PokerStove source code ? Quote
03-01-2016 , 11:03 PM
Quote:
Originally Posted by just_grindin
What language(s) did you use? Just curious I want to do something identical.
The first solver I made was in plain C. The most current one is C++ (but I haven't worked on it in years)

Quote:
Originally Posted by Jeff W
It seems correct for player 1 to block player 2, though. PPT gives AA player 77.4% equity here. I'm not sure how to fix this ordering issue for the general case, though.
I've gone back and forth on this all day, to be honest. I think I had things backwards and that a 1:1 ratio of KK to AA for player 2 is wrong, and a 2:1 ratio is correct. But the point is, if you're not careful, you can get the wrong answer due to ordering.
PokerStove source code ? Quote
03-01-2016 , 11:18 PM
For the general case, maybe it would be best to weight the probability of drawing cards for each player by the frequency of blockers in the other player's range? This would solve the ordering problem, I think. For example, second player in the AA vs AA-KK would only have a 50% probability of drawing any given Ace.
PokerStove source code ? Quote
03-02-2016 , 06:26 AM
Quote:
Originally Posted by RustyBrooks
The biggest problem people typically have when using ranges in an equity calculator is a subtle one. I had it myself.

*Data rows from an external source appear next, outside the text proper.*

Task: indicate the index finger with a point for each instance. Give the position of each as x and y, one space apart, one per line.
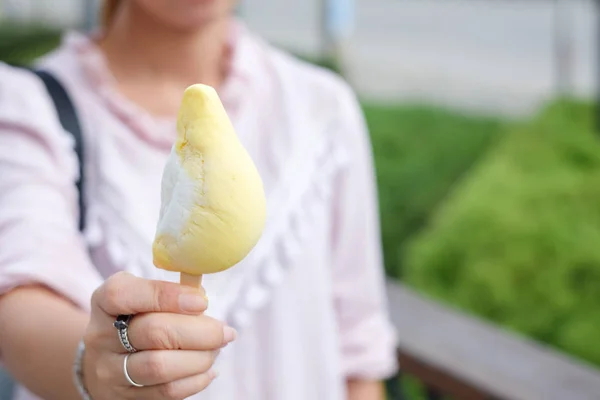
124 293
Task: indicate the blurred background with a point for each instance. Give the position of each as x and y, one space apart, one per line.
482 117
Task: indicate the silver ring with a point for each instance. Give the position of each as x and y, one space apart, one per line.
122 325
127 373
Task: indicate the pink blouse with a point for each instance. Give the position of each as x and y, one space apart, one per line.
308 301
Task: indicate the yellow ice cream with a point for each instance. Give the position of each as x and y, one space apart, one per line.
212 201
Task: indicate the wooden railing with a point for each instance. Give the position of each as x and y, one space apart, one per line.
464 358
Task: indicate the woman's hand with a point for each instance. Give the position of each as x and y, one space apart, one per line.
176 344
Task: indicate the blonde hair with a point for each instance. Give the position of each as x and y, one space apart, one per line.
109 10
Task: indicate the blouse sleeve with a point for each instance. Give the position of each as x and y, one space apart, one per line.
39 238
367 336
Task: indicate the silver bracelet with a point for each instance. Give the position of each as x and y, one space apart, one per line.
78 372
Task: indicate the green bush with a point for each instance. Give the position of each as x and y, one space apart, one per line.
518 242
420 152
20 45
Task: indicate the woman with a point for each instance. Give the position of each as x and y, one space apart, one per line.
308 303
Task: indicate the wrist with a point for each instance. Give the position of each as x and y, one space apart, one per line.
78 375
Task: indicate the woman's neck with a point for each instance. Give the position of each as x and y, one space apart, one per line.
139 49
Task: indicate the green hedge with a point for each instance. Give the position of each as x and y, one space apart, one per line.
420 152
22 44
518 242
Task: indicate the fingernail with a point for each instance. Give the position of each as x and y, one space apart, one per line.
229 334
192 302
212 374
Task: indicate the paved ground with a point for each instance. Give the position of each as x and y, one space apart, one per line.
489 55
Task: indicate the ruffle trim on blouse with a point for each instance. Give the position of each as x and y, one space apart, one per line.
284 243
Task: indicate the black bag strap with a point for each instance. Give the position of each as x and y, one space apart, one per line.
70 123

Let's say that guy 1 has the range of just "AA" and guy 2 has the range of KK+. Let's say that our algorithm is to randomly select a hand from his range for guy 1, then for guy 2. We do this by generating all the possible hands. For guy 1, his total range is the 6 specific AA hands, and for guy 2, he has 6 AA hans and 6 KK hands.

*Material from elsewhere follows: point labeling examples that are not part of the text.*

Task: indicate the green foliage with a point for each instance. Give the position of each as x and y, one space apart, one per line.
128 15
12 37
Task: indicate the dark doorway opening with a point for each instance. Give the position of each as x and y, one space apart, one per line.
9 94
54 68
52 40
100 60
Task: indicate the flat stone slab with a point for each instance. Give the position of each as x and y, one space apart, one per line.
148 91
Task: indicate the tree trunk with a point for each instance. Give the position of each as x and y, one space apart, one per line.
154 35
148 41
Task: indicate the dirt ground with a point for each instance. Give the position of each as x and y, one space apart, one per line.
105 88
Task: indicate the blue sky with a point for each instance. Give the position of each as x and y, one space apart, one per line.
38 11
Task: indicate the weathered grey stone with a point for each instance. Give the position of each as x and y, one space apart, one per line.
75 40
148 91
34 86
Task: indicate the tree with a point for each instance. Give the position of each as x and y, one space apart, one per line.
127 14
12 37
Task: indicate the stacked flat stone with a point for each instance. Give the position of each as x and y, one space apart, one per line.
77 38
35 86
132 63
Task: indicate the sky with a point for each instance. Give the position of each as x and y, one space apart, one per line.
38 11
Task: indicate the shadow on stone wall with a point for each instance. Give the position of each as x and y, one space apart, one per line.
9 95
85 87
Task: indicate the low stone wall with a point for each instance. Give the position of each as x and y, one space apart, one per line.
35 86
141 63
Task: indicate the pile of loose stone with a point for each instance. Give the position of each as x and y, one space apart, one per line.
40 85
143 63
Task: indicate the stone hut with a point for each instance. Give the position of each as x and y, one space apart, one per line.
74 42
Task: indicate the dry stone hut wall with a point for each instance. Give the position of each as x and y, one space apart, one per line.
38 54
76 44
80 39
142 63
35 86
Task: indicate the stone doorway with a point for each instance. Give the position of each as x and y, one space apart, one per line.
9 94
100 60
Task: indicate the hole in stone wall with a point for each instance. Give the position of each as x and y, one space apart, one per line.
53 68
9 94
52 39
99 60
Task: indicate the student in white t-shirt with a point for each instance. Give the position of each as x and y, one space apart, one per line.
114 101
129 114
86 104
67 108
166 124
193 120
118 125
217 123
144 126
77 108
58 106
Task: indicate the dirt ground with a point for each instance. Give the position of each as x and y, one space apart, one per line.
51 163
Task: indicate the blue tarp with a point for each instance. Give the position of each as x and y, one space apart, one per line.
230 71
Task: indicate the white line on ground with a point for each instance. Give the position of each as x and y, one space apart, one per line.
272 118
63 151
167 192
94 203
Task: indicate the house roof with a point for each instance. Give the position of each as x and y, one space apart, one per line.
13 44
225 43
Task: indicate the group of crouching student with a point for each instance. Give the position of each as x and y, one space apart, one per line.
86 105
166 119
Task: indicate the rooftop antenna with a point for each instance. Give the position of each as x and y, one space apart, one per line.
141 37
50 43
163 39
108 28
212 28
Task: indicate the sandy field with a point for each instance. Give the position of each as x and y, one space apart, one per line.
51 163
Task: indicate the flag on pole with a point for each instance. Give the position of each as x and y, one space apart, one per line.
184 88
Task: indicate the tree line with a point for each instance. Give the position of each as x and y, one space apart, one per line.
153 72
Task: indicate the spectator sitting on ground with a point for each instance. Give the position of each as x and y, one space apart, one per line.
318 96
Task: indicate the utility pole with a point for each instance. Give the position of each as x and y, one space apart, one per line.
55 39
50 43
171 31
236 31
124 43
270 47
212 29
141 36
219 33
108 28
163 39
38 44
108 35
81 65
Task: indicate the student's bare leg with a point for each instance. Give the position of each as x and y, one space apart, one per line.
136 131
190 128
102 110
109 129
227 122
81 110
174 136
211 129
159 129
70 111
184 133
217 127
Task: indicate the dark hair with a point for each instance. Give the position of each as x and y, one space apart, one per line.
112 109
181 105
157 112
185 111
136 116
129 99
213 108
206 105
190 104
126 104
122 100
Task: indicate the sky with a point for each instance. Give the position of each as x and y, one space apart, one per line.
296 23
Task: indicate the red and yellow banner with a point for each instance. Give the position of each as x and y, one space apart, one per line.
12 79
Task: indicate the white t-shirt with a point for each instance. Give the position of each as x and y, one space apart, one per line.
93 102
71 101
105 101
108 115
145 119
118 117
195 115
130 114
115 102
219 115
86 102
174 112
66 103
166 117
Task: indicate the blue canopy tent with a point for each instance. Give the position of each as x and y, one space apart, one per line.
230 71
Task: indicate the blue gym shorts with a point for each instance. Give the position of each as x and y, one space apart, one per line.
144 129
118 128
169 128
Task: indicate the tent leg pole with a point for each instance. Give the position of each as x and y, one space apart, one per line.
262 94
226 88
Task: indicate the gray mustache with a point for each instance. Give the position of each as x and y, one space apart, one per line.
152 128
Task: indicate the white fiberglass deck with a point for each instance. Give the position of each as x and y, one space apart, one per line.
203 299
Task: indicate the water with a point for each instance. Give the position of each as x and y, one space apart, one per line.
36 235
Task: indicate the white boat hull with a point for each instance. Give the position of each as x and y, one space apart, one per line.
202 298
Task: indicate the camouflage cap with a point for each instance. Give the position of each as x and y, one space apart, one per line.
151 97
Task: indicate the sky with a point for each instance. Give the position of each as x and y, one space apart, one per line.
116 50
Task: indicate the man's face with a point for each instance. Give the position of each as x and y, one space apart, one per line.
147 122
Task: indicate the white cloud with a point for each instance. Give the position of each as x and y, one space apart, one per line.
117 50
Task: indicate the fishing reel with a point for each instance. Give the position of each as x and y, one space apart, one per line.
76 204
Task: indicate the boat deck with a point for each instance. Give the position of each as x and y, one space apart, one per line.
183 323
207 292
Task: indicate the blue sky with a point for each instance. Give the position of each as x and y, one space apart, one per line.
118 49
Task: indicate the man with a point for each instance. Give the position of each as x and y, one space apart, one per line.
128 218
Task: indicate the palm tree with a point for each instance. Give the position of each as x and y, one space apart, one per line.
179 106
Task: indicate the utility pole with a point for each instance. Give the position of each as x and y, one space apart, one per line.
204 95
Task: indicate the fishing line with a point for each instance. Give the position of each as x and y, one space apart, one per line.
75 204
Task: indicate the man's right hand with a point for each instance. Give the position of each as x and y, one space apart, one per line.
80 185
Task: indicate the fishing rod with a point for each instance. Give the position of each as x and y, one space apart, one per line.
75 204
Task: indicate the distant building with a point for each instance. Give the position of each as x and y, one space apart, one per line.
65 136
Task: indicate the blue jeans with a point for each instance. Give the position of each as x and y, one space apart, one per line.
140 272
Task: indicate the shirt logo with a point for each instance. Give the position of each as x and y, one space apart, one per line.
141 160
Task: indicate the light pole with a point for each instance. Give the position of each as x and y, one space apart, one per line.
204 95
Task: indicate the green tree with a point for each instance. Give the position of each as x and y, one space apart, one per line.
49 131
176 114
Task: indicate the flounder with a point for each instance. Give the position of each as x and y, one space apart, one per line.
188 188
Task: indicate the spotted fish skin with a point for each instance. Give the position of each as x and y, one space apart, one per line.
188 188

OK, so we select a hand for guy 1. Let's say it's AsAc. Now we need to remove all the specific hands from guy 2s range that intersect this. This leaves us 3 AA hands and 6 KK hands.

Whoops! Now when we randomly select from guy 2's range, we will get 1/3 AA hands and 2/3 KK hands, throwing off the distribution.

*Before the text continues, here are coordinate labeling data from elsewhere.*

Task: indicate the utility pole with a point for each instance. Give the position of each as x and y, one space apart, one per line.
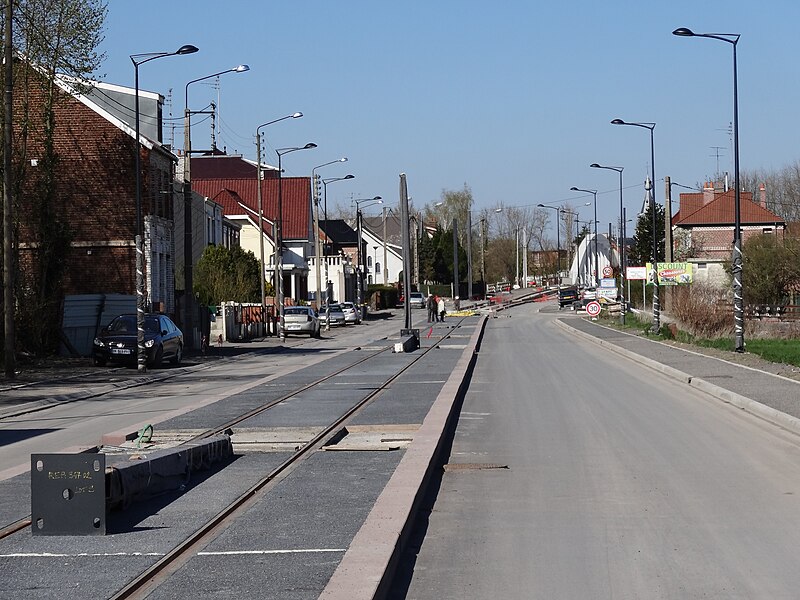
8 132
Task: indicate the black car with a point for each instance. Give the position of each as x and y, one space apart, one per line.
567 296
117 342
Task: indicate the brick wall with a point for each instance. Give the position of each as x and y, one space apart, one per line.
96 191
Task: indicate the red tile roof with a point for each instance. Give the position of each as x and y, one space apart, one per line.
720 210
296 200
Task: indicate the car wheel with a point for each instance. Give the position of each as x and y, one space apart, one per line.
176 360
159 355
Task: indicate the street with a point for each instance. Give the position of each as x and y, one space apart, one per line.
620 483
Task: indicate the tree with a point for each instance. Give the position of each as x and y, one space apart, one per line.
225 274
642 250
771 268
56 38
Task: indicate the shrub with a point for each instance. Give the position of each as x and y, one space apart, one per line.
702 310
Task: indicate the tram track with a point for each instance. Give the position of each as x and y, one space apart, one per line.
169 563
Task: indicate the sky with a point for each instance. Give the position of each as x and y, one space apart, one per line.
512 98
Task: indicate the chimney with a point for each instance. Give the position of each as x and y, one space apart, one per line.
708 192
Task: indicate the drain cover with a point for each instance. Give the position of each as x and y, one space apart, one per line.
472 466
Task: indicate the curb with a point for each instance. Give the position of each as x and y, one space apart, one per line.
748 405
367 568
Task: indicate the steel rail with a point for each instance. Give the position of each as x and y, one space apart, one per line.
160 571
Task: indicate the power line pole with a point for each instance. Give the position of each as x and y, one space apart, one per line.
8 263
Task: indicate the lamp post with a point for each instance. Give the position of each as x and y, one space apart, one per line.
189 307
279 235
328 283
360 255
622 239
259 193
139 59
558 241
737 263
315 181
656 304
596 253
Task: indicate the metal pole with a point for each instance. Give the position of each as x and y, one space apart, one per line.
359 270
596 253
455 258
738 308
8 205
261 232
141 352
279 253
656 303
469 255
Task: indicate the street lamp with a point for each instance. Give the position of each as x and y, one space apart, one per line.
738 292
622 239
359 255
315 179
558 241
188 325
139 59
279 235
656 304
328 283
596 253
296 115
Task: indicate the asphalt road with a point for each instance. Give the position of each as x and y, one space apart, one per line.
620 483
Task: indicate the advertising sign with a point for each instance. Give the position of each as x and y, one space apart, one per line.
671 273
634 273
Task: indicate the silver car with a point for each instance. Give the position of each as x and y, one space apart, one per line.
351 314
337 315
301 320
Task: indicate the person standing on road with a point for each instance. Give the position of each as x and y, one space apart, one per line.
431 305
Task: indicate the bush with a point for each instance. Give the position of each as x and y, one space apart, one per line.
702 310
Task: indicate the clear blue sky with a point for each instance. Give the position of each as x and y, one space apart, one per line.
513 98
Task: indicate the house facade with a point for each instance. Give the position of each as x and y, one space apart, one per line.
702 229
94 181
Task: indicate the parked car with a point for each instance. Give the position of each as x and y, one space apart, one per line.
337 315
567 296
117 342
301 320
351 315
416 300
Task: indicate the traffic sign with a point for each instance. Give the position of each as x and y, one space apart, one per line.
593 308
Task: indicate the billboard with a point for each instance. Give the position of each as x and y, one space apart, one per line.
670 273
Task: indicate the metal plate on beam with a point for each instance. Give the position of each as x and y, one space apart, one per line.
68 494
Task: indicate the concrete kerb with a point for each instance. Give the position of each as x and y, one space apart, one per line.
749 405
369 564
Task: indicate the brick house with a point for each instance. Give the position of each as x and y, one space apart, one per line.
702 230
96 188
239 200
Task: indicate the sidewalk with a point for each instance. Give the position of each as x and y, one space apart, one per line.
765 389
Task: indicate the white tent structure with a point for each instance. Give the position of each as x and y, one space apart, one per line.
585 270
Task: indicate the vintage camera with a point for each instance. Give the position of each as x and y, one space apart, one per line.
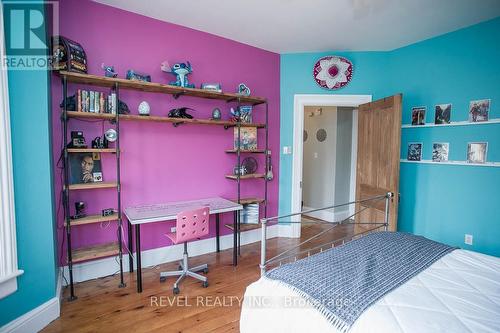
79 210
100 143
108 212
77 140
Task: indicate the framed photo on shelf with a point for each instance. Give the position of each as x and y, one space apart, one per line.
479 110
248 138
476 152
418 116
85 168
443 114
440 151
415 151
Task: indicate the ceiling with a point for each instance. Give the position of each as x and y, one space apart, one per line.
286 26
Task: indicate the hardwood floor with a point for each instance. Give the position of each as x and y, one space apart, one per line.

There is surely more than one solution to this. What I personally did was this:

I randomly select a hand from their expanded range for each player. I do not limit the ranges based on hands that have already been selected. Once I have selected all hands, I look to see if there's an overlap. If there is, I throw away the *whole* process and start again from scratch. This way there is guaranteed to not be a bias caused by selecting a hand from one player limiting the hands of another.

It means I have to do the selection process way more often than otherwise - how often depends on how tight the ranges are. In my example above, it happens quite a lot, obviously, 3/12 times.

(Note: I have not seen pokerstove's source code, I don't know how he did it at all)
See this thread: http://archives1.twoplustwo.com/show...fpart=all&vc=1

Last post explains what PokerStove tried and later had to revert due to bias.

Juk
PokerStove source code ? Quote
03-02-2016 , 02:09 PM
Quote:
Originally Posted by jukofyork
See this thread: http://archives1.twoplustwo.com/show...fpart=all&vc=1

Last post explains what PokerStove tried and later had to revert due to bias.

Juk
Thanks for the read.
PokerStove source code ? Quote
03-06-2016 , 12:18 PM
Quote:
Originally Posted by just_grindin
Thanks for the read.
Agree thanks for the link. Great reading those older posts, funny how time flys
PokerStove source code ? Quote
03-06-2016 , 12:21 PM
Quote:
Originally Posted by just_grindin
What language(s) did you use? Just curious I want to do something identical.
I used C++ to get this work. Randomizing both the players who are dealt first and throwing out collisions allowed me to get the correct results.